Figure 9: Precision, recall, and F1 scores of the proposed model

Tab. 3 shows the accuracy of the model during the training, validation, and testing phases, which were 99.76%, 96.10%, and 96%, respectively. The results show that the model was not overfitting or underfitting. The model achieved 0.97 precision, 0.96 recall, and a 0.97 F1-score. Fig. 9 shows these scores. The model achieved good scores in the AUC and PRC metrics, at 0.985 and 0.99, respectively. Fig. 10 shows these results. A precision-recall curve (PRC) plots precision (y-axis) and recall (x-axis) for different probability thresholds. All the results are summarized in Tab. 4.

Table 3: Accuracy of the model



Figure 10: AUC and PRC scores

Fig. 11 demonstrates the confusion matrix values generated by the model on the testdata set, which contained 723 non-COVID images and 1536 COVID images. The proposed CNN model correctly classified 628 non-COVID images, and 50 images were misclassified as COVID. The model correctly classified 1496 COVID cases, and 40 images were misclassified as non-COVID. The results showed that the model performed fairly well at classification.

Table 4: Performance score on testdata of the model



Figure 11: Confusion matrix score of the proposed model

Table 5: Comparison results


The model’s performance was compared to that of three state-of-the-art pretrained models (MobileNetV2, InceptionV3, and Xception). With an inverted residual structure, MobileNetV2 shows better performance on mobile devices. Between the bottleneck layers, residual connections exist. MobileNetV2 has an initial convolution layer with 32 filters, followed by 19 residual bottleneck layers. The InceptionV3 model has better efficiency in computation. It achieved better performance, employing label smoothing, factorized 7 × 7 convolutions and an auxiliary classifier that broadcasts label features to lower-level layers of the network. Xception has outperformed VGG-16 and ResNet in various classification challenges. The comparative results are shown in Tab. 5.
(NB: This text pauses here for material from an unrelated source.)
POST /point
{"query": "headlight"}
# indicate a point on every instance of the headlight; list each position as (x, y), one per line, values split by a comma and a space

5  Conclusions and Future Work

We presented a custom CNN model to classify COVID and non-COVID patients using CT scan images. The model only consists of three 2D convolutional layers and two fully-connected layers. The model achieved excellent results on different standard metrics and obtained 96% accuracy on a test dataset consisting of 2268 COVID and non-COVID CT images. The model achieved a 0.97 precision score, a 0.96 score on the recall metric, and 0399 on the AUC metric. We compared the proposed model to some pretrained models, and it outperformed them. The future plan is to consider more classification models and engineer important features from more histopathological images to increase the model’s accuracy. We will also employ the model on other publicly available datasets and look for further improvement.

Funding Statement: This research was funded by the Deanship of Scientific Research, Taif University, Ministry of Education, Saudi Arabia, under Grant 1-441-56.

Conflicts of Interest: The authors declare that they have no conflicts of interest to report regarding the present study.